City Won’t Raise Dam Height Long Fight Over Adding To Upriver Dam Ends For Now; City Won’t Appeal State Decision
After spending at least $400,000 on the project, the city of Spokane is giving up plans to raise a Spokane River dam - at least for the next six years.
“Obviously, we’re very, very disappointed,” said George Miller, design engineer for the city’s department of water and hydroelectric services. “We thought this was going to be a win-win proposition for the community, but it isn’t panning out that way.”
First proposed in the early 1980s, the plan called for adding 18 inches to the height of Upriver Dam so it could generate an additional $175,000 worth of electricity each year. Environmentalists, canoeists, fishermen and others fought the proposal, which would have stilled scenic rapids visible from the Centennial Trail in the Spokane Valley.
Last month, the Washington Department of Ecology denied a permit that was critical to the project. Appealing that decision could have cost $100,000, said Miller.
Even if the city won the appeal of the Ecology Department’s decision, it would have to negotiate with the U.S. Fish and Wildlife Service, which was concerned about the project’s effects on bald eagle habitat, Miller said.
Finally, it would have had to spend $771,000 to mitigate environmental damage staff for the Federal Energy Regulatory Commission said the project would cause.
“We’ve concluded that we’re at the breaking point where all the additional revenue that would be generated would go back into the project,” said Miller.
In the 1980s, the city paid $225,000 to 91 landowners whose riverfront property would have been partially flooded if the dam were raised. The city spent at least another $175,000 on engineering studies and other costs, said Miller.
Miller and hydroelectric director Brad Blegen said it’s possible the plan could be revived after 2004. That’s when the city must renegotiate its contract to sell electricity to Washington Water Power Co.
The project may become financially feasible if energy deregulation causes electricity rates to climb at the time the new contract is being written, Blegen said.
Miller noted that many world leaders are becoming concerned about greenhouse gases. One way to reduce them, he said, is to replace fossil fuels with electricity produced from hydroelectric dams.

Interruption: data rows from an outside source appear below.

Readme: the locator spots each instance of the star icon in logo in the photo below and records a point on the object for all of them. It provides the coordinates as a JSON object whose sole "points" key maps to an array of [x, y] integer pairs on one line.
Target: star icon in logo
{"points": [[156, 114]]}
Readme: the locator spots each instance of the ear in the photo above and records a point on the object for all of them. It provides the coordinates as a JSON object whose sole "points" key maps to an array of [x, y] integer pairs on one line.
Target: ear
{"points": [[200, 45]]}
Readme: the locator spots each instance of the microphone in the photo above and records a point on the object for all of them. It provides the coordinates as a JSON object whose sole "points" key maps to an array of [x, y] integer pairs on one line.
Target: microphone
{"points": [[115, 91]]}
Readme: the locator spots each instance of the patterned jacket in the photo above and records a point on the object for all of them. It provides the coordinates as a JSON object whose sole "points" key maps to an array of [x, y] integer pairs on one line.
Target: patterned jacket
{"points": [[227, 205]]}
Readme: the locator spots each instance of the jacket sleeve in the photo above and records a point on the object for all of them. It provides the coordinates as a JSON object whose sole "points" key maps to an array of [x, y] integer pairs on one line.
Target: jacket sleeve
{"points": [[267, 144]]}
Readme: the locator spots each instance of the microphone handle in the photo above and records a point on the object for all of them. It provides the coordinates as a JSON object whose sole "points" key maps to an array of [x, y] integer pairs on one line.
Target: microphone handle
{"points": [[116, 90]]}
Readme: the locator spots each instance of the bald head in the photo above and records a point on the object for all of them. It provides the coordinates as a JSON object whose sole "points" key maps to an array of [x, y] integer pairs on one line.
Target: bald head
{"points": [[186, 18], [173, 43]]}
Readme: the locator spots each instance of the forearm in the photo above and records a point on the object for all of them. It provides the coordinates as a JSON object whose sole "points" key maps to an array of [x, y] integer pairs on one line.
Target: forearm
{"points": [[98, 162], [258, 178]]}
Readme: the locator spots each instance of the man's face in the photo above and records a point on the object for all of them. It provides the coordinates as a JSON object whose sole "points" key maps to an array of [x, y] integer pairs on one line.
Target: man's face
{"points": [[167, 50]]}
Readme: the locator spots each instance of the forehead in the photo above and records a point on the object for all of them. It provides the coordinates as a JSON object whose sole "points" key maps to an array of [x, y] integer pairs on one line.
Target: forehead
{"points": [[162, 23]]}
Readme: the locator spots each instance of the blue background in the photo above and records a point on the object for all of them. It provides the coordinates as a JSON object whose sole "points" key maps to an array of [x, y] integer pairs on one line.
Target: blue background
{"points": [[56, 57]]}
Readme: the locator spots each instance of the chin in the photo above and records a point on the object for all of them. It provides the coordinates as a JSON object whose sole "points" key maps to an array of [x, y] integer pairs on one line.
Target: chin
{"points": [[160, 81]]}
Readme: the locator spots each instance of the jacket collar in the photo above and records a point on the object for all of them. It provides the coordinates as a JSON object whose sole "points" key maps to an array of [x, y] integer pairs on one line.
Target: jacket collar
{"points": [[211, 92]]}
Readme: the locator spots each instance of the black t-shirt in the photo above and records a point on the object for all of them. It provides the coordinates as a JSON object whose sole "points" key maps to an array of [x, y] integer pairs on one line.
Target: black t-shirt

“Eventually, somebody may come to the conclusion that, regardless of some minor environmental problems, the best solution is to raise the (dam),” Miller said. , DataTimes ILLUSTRATION: Graphic: Upriver Dam proposal dropped
MEMO: This sidebar appeared with the story: ABOUT THE DAM One of six dams on the 110-mile-long Spokane River, Upriver Dam was built in 1910 and replaced in 1935. At 38 feet tall and 725 feet wide, it created a pool four miles long.